# Staff Sgt. Patrick H. Quinn (10th SFG)



## ManBearPig (Oct 17, 2013)

Rest In Peace Warrior

http://www.defense.gov/releases/release.aspx?releaseid=16314


----------



## SkrewzLoose (Oct 17, 2013)

Fair winds and following seas, Warrior.


----------



## Squidward (Oct 18, 2013)

Rest easy, Warrior.

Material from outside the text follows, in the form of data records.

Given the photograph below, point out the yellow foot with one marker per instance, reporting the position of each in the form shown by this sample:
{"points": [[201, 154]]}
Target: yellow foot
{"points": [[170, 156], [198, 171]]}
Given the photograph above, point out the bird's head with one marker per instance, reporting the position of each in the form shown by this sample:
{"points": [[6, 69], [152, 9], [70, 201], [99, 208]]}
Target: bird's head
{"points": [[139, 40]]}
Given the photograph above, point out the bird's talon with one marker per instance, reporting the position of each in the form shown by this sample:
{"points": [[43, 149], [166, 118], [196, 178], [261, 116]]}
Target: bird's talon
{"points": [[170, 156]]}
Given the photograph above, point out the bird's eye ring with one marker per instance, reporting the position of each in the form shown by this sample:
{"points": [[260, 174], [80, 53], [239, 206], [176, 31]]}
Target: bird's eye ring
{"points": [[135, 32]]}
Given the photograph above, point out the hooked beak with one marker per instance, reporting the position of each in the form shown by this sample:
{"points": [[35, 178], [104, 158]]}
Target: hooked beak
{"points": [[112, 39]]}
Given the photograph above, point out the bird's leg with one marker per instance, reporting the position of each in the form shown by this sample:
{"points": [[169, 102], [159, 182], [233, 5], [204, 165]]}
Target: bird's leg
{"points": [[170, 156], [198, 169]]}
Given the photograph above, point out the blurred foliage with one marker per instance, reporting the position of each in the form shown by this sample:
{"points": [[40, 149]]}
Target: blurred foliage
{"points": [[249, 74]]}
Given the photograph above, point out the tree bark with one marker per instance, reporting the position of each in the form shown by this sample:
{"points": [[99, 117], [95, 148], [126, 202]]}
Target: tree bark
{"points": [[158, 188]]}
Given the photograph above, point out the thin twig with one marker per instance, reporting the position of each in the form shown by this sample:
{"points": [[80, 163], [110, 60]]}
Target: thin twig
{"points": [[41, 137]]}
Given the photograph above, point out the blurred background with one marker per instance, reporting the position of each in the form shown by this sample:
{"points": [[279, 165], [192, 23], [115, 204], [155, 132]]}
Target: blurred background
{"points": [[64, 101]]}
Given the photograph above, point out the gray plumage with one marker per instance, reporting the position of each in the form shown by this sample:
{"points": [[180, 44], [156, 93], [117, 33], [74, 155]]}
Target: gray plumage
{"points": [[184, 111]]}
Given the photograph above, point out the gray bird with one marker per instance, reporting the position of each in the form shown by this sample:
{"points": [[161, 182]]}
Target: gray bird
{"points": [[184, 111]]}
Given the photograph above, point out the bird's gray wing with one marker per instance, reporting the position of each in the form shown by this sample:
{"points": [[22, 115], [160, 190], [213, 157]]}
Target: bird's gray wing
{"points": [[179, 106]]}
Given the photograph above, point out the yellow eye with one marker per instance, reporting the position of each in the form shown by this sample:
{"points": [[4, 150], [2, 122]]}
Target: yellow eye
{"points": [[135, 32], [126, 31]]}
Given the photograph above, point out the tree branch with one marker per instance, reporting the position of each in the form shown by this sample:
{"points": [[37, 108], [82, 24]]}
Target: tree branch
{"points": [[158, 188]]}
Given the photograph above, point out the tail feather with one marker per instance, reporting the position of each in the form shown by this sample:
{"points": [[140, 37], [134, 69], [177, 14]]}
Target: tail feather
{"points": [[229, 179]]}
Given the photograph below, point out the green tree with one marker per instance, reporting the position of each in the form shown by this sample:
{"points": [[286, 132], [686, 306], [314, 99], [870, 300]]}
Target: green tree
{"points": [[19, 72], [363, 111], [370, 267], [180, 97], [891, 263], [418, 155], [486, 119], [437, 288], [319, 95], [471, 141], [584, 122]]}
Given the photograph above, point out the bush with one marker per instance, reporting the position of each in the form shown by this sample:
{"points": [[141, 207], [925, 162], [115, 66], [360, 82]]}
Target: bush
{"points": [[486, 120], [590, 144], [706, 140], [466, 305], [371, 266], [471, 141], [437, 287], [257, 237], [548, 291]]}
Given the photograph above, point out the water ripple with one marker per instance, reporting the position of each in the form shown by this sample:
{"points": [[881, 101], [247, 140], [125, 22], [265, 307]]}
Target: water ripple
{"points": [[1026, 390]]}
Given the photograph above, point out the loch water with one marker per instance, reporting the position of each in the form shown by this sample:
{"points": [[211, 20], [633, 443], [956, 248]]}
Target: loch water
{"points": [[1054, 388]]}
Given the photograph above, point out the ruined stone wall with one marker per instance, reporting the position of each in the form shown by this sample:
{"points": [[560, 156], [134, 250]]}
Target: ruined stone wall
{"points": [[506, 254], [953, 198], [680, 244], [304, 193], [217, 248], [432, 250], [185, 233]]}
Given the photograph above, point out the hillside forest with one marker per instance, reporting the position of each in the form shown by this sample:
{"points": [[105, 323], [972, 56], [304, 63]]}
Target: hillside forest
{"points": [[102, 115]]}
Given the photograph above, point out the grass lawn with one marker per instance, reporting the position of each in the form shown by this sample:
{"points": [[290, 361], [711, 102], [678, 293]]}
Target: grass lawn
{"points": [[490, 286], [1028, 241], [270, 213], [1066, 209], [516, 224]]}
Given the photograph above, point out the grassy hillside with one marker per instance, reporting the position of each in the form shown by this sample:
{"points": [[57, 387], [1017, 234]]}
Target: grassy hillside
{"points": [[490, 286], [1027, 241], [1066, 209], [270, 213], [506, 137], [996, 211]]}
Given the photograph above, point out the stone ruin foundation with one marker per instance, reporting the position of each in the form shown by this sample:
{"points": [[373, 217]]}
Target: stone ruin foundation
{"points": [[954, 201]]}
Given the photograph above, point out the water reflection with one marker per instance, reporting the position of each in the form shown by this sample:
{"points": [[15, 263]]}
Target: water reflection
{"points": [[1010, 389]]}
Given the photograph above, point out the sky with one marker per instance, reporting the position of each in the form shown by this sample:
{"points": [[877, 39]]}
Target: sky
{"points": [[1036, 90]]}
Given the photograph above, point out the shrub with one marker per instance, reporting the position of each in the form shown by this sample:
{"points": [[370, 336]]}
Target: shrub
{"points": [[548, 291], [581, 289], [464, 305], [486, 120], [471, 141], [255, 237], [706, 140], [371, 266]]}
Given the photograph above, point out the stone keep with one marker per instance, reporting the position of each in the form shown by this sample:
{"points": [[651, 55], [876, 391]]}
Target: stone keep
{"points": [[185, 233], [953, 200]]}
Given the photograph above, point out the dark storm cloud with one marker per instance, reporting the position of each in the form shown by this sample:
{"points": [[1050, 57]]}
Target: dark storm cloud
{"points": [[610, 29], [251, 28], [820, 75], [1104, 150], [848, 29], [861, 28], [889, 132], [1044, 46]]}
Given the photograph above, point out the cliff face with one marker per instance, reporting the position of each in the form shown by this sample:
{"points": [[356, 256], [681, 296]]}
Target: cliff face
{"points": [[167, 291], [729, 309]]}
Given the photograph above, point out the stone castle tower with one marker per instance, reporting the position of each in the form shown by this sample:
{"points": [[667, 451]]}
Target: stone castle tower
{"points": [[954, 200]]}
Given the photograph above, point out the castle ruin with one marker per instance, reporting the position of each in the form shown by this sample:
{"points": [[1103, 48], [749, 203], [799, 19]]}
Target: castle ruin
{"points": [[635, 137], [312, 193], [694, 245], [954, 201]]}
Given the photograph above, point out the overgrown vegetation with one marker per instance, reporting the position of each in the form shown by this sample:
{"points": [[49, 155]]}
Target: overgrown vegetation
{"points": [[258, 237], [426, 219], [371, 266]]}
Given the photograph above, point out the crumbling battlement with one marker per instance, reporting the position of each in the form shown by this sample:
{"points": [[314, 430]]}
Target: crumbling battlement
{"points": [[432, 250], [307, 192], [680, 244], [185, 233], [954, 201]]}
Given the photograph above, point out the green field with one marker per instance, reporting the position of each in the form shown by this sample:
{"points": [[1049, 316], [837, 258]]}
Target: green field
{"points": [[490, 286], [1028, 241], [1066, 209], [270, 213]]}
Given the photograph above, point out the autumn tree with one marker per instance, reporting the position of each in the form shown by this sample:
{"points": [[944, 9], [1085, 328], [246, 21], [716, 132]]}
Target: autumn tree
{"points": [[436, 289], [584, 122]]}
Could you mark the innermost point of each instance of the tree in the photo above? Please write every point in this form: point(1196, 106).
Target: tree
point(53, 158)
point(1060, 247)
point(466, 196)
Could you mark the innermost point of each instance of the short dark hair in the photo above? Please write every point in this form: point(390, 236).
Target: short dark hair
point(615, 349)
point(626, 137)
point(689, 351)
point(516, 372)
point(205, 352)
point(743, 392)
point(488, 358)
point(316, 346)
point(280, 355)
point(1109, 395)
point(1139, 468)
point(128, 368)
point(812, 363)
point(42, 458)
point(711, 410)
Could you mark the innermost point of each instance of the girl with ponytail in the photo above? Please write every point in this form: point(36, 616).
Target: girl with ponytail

We'll take it from here.


----------



## Dame (Oct 18, 2013)

Rest in peace.


----------



## tova (Oct 18, 2013)

RIP, Godspeed, PBS....


----------



## RackMaster (Oct 18, 2013)

RIP.


----------



## surgicalcric (Oct 18, 2013)

Blue Skies and fair winds Brother.

See you at the AA on the other side.


----------



## RustyShackleford (Oct 18, 2013)

RIP...


----------



## AWP (Oct 18, 2013)

Blue Skies.


----------



## racing_kitty (Oct 18, 2013)

Fair winds and following seas,  SSG.


----------



## Gypsy (Oct 18, 2013)

Rest in Peace SSG Quinn, prayers out to your Brothers and family.


----------



## TheSiatonist (Oct 18, 2013)

Rest easy, SSG.


----------



## CDG (Oct 20, 2013)

RIP, Warrior.


----------



## HALO99 (Oct 20, 2013)

Rest in Peace.


----------



## JHD (Oct 21, 2013)

Rest in peace, sir.  Godspeed.


----------



## Red Flag 1 (Oct 21, 2013)

Rest In God's Own Peace, Warrior.


----------



## Jabberwock (Oct 22, 2013)

Mike & I and the rest of the team could really use one of your lame-as-sh#@-but-still-funny jokes right now.  We miss you bro.  See if the Big Guy can pass a little healing, peace and comfort YT's way; he pulled through, but he's feeling pretty guilty right now.

We will see you again.  But not yet... not yet.


----------



## Grunt (Oct 22, 2013)

Rest In Peace, Warrior!


----------



## x SF med (Oct 22, 2013)

Keep places for us at the feasting table in Valhalla. Blue skies, soft landings.


----------



## Rabid Badger (Oct 23, 2013)

RIP Brother. You are missed.


----------



## KiwiRecce63B (Oct 27, 2013)

RIP. Blue skies


----------



## xf4wso (Oct 31, 2013)

Rest in peace...


----------



## Grimfury160 (Nov 18, 2013)

RIP Warrior....


----------